Integrals with curl dot products

[clairez93]

Homework Statement

1. Evaluate \int_{S}\int curl F \cdot N dS where S is the closed surface of the solid bounded by the graphs of x = 4, z = 9 - y^2, and the coordinate planes.

F(x,y,z) = (4xy + z^2)i + (2x^2 + 6y)j + 2xzk

2. Use Stokes's Theorem to evaluate \int_{C}F\cdot T dS

F(x,y,z) = xyzi + yj +zk
S: 3x+4y+2z=12, first octant

Homework Equations

The Attempt at a Solution

1. For this one, I found the curl to be -6yi. However, I am at a loss as to how to get the N dS part without some sort of given equation for S? The book answer is 0.

2.
First I found the curl to be:
xyj - xzk

I then used a theorem in my book to find N ds:
3/2i + 2j + k

Then I took the dot product:
<0, xy, -xz> \cdot <\frac{3}{2}, 2, 1> = 2xy - xz

Integrating:
\int^{4}_{0}\int^{4-\frac{4y}{3}}_{0}(2xy-x(-\frac{3x}{2} - 2y + 6)*dx*dy
which comes out to 64/27.

The book answer is 0.

Any pointers as to what I'm doing wrong would be appreciated.

 

[gabbagabbahey]

1. For this one, I found the curl to be -6yi. However, I am at a loss as to how to get the N dS part without some sort of given equation for S? The book answer is 0.

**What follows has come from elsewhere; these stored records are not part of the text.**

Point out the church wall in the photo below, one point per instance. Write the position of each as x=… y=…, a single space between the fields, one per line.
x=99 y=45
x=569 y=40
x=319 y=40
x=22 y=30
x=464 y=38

You can either use Stokes' theorem for this, and the answer will be immediate; or you can find the equation of the surface that bounds the volume described in the question and integrate directly. (If you are going to use the second method, I recommend you break the surface into 4 separate surfaces to make it easier, and start by sketching the volume so you can see what I mean)

then used a theorem in my book to find N ds:
3/2i + 2j + k

Shouldn't \textbf{n}dS be a differential vector?